Dans le même temps, la Chine inflige des amendes records aux entreprises chinoises violant les réglementations sur la protection des données personnelles en Chine, à l’instar de Didi qui est sous le coup d’une amende de 1,2 milliard de dollars.

Depuis 2017, et l’entrée en vigueur de la Loi sur la cybersécurité (CSL), la République populaire de Chine a entamé un mouvement en faveur de la protection des données. Ce mouvement a pris une toute nouvelle ampleur avec les entrées en vigueur consécutive de la Loi sur la sécurité des données (DSL) en septembre 2021, et la Loi sur la protection des informations personnelles ou « Personal Information Protection Law » (PIPL) en novembre de la même année.

Le PIPL interpelle du fait de son caractère extraterritorial. En effet, cette législation ne s’applique pas exclusivement aux acteurs chinois, mais à toutes personnes traitant les informations personnelles de résidents chinois, qu’il s’agisse d’entreprises nationales ou multinationales.
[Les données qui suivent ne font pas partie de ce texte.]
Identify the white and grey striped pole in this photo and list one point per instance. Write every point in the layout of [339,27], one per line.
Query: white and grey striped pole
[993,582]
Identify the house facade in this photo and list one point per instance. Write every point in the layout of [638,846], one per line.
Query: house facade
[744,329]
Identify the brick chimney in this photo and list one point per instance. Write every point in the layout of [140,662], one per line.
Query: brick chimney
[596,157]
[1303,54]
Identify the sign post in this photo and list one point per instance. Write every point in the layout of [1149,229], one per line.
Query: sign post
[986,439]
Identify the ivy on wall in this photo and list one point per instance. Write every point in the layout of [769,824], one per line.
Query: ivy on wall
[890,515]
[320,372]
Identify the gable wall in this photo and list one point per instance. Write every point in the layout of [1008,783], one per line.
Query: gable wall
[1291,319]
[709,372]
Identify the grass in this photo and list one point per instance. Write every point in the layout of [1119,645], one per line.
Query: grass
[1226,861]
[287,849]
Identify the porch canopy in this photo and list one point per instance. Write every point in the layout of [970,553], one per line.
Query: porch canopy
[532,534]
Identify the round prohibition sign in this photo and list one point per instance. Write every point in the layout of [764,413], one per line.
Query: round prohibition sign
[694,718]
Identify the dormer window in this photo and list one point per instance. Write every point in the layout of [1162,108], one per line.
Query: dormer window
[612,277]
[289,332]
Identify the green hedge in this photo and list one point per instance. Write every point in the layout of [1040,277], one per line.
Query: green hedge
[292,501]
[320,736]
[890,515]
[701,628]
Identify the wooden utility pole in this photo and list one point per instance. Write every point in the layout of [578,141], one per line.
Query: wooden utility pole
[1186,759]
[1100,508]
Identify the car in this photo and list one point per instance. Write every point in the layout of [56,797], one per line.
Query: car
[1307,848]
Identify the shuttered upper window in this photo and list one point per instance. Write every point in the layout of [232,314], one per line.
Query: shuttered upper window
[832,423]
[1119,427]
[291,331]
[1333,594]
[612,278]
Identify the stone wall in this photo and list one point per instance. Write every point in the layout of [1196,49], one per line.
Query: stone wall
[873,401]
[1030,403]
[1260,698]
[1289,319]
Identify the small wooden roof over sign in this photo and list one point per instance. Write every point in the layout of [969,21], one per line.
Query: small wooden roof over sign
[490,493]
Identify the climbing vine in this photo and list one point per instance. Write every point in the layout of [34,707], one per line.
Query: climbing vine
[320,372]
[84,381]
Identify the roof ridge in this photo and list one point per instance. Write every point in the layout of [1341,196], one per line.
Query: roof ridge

C’est pourquoi la compréhension de cette réglementation est primordiale pour les entreprises étrangères.

Cette législation vise à protéger les informations personnelles, à consolider les bases juridiques du traitement de ces informations, ainsi qu’à établir les obligations et les responsabilités imposées aux sous-traitants. Pour y parvenir, le PIPL impose des exigences strictes en matière de localisation des données, protégeant les intérêts de la Chine en cas de transfert transfrontalier d'informations personnelles. Le PIPL est en de nombreux points similaire au Règlement général sur la protection des données (RGPD) de l'Union européenne. Il existe cependant des différences notables et des exigences allant au-delà des règles établies dans la réglementation européenne, que les entreprises doivent saisir pour rester en conformité. Sa mise en place nécessite, quoi qu’il arrive, une initiative de compliance de la part des autorités chinoises et des sociétés étrangères dirigeant leur activité vers la Chine et ses habitants.

 

1. Champ d’application du PIPL

 

Le PIPL interpelle du fait de son caractère extraterritorial. En effet, cette législation ne s’applique pas exclusivement aux acteurs chinois, mais à toutes personnes traitant les informations personnelles de résidents chinois.  Ainsi de la même façon que le RGPD, le PIPL étend son champ d’application pour englober les entités chargées de traitement d’informations personnelles au-delà des frontières chinoises dès que l’objectif de ces traitements soit de fournir des produits ou services aux particuliers chinois, d’analyser leur comportement ou pour toute autre circonstances prévues par la loi ou les règlements.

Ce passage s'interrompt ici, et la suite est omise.